2. It is necessary to note that the performance mainly refers to solo dancing that is integral to the Indian “classical” styles. It is impossible to appreciate ensemble choreography in this format unless and until there is a heavily produced multi-camera editing process in real-time intermittently zooming in and out of individual poignant moments and the entire crew.

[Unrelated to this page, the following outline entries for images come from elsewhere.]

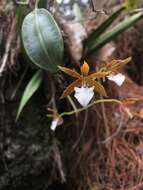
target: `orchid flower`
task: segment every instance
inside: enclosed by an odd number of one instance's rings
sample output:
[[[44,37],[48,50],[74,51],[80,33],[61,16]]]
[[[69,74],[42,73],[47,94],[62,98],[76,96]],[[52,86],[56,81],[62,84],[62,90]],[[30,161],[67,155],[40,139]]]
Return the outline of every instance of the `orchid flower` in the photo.
[[[109,75],[110,71],[99,71],[89,74],[89,65],[86,62],[80,67],[81,74],[66,67],[59,66],[59,69],[76,78],[76,80],[65,89],[61,98],[65,98],[75,91],[75,98],[83,107],[86,107],[94,96],[94,90],[103,96],[107,96],[104,87],[95,79]]]

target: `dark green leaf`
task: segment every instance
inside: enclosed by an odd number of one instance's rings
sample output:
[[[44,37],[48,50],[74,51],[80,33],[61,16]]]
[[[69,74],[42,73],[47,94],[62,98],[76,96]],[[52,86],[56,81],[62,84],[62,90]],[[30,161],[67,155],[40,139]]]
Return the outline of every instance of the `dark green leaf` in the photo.
[[[61,32],[46,9],[35,9],[22,25],[23,45],[29,58],[38,67],[52,73],[62,63],[63,39]]]

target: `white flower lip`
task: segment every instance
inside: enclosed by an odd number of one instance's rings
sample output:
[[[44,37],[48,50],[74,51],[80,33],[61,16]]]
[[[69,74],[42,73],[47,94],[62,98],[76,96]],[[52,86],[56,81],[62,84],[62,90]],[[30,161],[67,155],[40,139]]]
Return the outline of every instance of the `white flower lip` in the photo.
[[[124,81],[125,81],[125,75],[123,75],[122,73],[118,73],[118,74],[111,74],[109,76],[107,76],[108,80],[114,81],[118,86],[121,86]]]
[[[74,97],[83,107],[86,107],[94,96],[94,86],[90,88],[87,86],[82,86],[81,88],[75,87],[74,90]]]

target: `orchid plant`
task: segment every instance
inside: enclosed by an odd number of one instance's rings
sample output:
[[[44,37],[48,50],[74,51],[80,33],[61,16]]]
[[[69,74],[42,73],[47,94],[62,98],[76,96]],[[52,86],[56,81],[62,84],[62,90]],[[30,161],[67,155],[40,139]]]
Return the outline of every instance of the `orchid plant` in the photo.
[[[114,81],[118,86],[121,86],[125,81],[125,76],[119,71],[125,64],[130,62],[130,60],[130,57],[124,60],[113,60],[105,67],[99,69],[99,71],[91,74],[89,74],[90,67],[86,62],[80,67],[81,74],[75,70],[59,66],[61,71],[76,78],[76,80],[64,90],[61,99],[75,91],[74,97],[83,107],[86,107],[94,96],[94,90],[100,95],[107,97],[106,90],[99,82],[99,79],[107,77],[108,80]]]

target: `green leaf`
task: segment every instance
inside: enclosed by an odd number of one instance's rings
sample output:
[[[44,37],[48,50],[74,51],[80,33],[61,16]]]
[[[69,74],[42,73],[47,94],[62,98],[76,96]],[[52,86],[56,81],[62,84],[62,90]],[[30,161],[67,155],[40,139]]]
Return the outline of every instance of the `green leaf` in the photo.
[[[22,25],[23,45],[31,61],[52,73],[62,63],[63,38],[53,18],[46,9],[29,13]]]
[[[24,93],[22,95],[20,105],[18,108],[16,121],[18,120],[23,108],[27,104],[27,102],[30,100],[30,98],[33,96],[33,94],[38,90],[38,88],[41,85],[43,78],[43,72],[41,70],[38,70],[35,75],[32,77],[32,79],[29,81],[28,85],[26,86]]]
[[[123,6],[130,11],[132,9],[136,9],[140,3],[141,0],[124,0]]]
[[[111,31],[108,31],[101,35],[99,38],[94,39],[90,46],[87,46],[87,54],[92,54],[99,48],[103,47],[106,43],[113,40],[117,35],[121,34],[123,31],[133,26],[138,20],[143,17],[143,13],[137,13],[133,16],[126,18],[124,21],[115,26]]]
[[[107,20],[105,20],[97,29],[95,29],[89,37],[85,40],[85,46],[90,47],[93,41],[98,38],[103,32],[113,23],[113,21],[122,13],[124,7],[121,7],[115,13],[113,13]]]

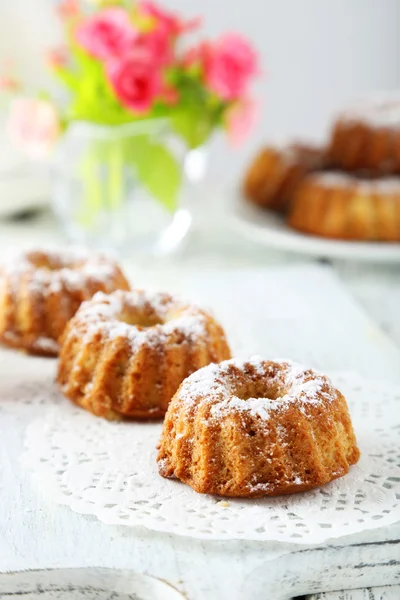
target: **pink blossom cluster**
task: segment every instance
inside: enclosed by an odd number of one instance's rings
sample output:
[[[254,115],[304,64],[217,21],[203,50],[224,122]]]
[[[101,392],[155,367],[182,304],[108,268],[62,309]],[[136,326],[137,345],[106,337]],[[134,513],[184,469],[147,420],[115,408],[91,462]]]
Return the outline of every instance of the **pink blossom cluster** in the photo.
[[[153,25],[138,31],[126,10],[107,8],[83,22],[77,39],[86,51],[104,61],[113,90],[120,101],[136,113],[149,110],[157,97],[176,97],[165,89],[163,68],[174,61],[174,42],[198,22],[183,22],[151,2],[139,5],[139,12]],[[249,43],[237,34],[215,43],[191,49],[183,64],[197,63],[205,84],[219,98],[238,100],[246,95],[257,73],[257,57]]]
[[[256,115],[249,87],[259,69],[249,42],[230,33],[182,53],[180,36],[197,28],[198,19],[183,21],[150,0],[132,6],[128,9],[118,2],[99,4],[97,10],[85,14],[77,0],[63,0],[59,13],[68,24],[73,43],[100,62],[106,85],[120,105],[132,113],[132,119],[151,115],[157,102],[164,107],[176,105],[180,100],[179,85],[168,83],[166,74],[186,73],[197,78],[199,85],[219,103],[230,139],[240,143]],[[69,54],[67,47],[50,53],[52,67],[68,72]],[[0,88],[10,91],[13,83],[12,78],[3,78]],[[29,145],[31,156],[39,158],[45,154],[61,129],[59,115],[50,101],[14,101],[10,133],[19,146],[25,145],[25,150]]]

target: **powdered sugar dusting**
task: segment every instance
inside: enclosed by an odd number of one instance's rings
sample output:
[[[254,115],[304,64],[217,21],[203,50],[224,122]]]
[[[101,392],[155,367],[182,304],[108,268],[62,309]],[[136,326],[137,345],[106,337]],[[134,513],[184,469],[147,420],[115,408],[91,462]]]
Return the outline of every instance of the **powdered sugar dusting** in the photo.
[[[347,121],[361,121],[372,127],[398,129],[400,128],[400,97],[381,94],[366,99],[345,110],[341,118]]]
[[[142,319],[154,320],[153,325],[142,327]],[[137,319],[137,324],[135,324]],[[146,344],[158,346],[175,338],[182,341],[207,337],[206,314],[194,305],[162,292],[132,290],[106,295],[98,292],[84,302],[71,327],[85,331],[85,343],[102,332],[107,338],[125,337],[133,349]]]
[[[85,288],[90,280],[112,291],[116,262],[103,254],[92,254],[77,248],[63,250],[35,249],[11,251],[0,263],[0,273],[15,281],[26,276],[26,285],[34,292],[50,295],[63,289]]]
[[[272,397],[241,398],[246,383],[259,383]],[[300,408],[333,400],[336,390],[324,375],[292,361],[231,359],[208,365],[193,373],[182,384],[179,400],[188,404],[212,401],[211,415],[221,417],[229,411],[246,412],[268,420],[276,410],[296,402]]]

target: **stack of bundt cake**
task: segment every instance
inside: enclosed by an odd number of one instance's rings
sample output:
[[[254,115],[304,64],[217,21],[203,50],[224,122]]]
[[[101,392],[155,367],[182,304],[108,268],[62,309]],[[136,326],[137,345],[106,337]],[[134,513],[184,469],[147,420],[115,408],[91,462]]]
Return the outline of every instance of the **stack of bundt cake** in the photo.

3. In my analysis, I leave out many examples, including a made-for-Zoom promotional video for the 2021 YoungArts Finalists featuring Odissi dancer Shalini Basu (Citation2021). Rehearsal footage from Zoom recordings is tied together to create a YouTube promo. The virtual medium pits Basu’s traditional esthetics in a hypermobile technologized musicality that uniformly features Western concert, diasporic African, and Indian dance styles. This fragmented viewing of Indian esthetics paves the way for new modalities of engagement and spectatorship, and new understandings of Indian dance as an internationally-practiced form, set in motion alongside many other, seemingly unmoored, styles.

Additional information

Funding

This work was supported by the Inclusive Excellence Grants from UNC Charlotte (formerly known as the Chancellor's Diversity Challenge Fund).